Otro aspecto clave es la relación entre la alfabetización en IA y otras alfabetizaciones previas, especialmente la alfabetización digital y mediática. La comprensión de conceptos como la desinformación, los sesgos algorítmicos, la privacidad o la ética tecnológica resulta fundamental para desenvolverse en entornos mediados por IA. En realidad, la alfabetización en IA amplía y actualiza estas competencias tradicionales, adaptándolas a un contexto donde los algoritmos generan contenido y toman decisiones.

El texto también enfatiza el papel del diseño de la experiencia de usuario (UX). Desde esta perspectiva, los sistemas de IA deben diseñarse teniendo en cuenta distintos niveles de alfabetización.
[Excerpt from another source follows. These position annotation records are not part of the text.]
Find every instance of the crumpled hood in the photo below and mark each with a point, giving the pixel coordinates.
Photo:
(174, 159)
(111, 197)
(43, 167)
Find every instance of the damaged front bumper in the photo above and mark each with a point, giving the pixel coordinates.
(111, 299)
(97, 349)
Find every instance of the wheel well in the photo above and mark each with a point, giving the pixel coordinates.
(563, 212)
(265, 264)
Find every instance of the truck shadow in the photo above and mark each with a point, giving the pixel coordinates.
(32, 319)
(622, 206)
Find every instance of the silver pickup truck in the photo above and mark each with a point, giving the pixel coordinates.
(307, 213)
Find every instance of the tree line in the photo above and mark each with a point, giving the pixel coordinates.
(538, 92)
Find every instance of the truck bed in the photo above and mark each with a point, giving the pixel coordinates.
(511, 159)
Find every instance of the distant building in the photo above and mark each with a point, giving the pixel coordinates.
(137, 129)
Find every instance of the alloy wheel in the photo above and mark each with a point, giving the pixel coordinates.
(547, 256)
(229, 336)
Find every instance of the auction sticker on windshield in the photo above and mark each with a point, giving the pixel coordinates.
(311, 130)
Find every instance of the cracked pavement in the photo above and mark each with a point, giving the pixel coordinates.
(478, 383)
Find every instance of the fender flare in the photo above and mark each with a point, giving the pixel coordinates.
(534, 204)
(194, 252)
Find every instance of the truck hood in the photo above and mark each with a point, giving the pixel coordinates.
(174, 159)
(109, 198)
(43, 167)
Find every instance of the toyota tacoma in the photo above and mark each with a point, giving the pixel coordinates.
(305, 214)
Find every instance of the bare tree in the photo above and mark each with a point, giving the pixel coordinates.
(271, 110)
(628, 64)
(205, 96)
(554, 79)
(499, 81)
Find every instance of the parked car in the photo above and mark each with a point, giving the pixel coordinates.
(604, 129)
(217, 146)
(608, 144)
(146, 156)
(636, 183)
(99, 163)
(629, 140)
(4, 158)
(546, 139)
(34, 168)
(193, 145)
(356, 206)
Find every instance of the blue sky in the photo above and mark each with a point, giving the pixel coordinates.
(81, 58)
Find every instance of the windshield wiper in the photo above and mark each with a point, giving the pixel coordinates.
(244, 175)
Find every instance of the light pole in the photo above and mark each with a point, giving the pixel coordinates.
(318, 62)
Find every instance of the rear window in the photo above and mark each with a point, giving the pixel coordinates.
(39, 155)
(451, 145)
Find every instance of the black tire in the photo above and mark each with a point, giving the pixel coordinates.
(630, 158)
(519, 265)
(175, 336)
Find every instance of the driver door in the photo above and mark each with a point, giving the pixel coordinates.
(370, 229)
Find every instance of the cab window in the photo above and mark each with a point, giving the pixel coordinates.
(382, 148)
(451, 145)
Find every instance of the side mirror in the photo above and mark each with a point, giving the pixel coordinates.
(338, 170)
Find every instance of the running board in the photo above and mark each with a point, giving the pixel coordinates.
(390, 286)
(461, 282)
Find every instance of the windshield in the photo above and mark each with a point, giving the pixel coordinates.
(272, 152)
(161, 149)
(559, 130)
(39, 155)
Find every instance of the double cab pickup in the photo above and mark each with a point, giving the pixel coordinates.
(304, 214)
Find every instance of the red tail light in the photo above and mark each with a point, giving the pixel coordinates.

No todos los usuarios poseen las mismas habilidades, por lo que las interfaces deben facilitar la comprensión, guiar la interacción y ayudar a interpretar los resultados. La alfabetización en IA no es solo responsabilidad del usuario: también es un desafío de diseño y de educación tecnológica.

Asimismo, se plantea que la alfabetización en IA es un requisito para la colaboración efectiva humano-máquina. A medida que la IA se integra en tareas creativas, analíticas y profesionales, los usuarios deben aprender a trabajar con ella como un “copiloto”, entendiendo cuándo confiar en sus resultados y cuándo cuestionarlos. Esto implica desarrollar competencias híbridas que combinan conocimiento técnico, juicio crítico y habilidades comunicativas.

Para terminar el artículo apunta a implicaciones educativas y sociales. La alfabetización en IA debería integrarse en los sistemas educativos y en la formación continua, ya que su ausencia puede generar desigualdades en el acceso a oportunidades laborales y en la participación informada en la sociedad digital. En un contexto donde la IA influye cada vez más en la información, el trabajo y la cultura, esta alfabetización se convierte en una competencia básica para la ciudadanía contemporánea.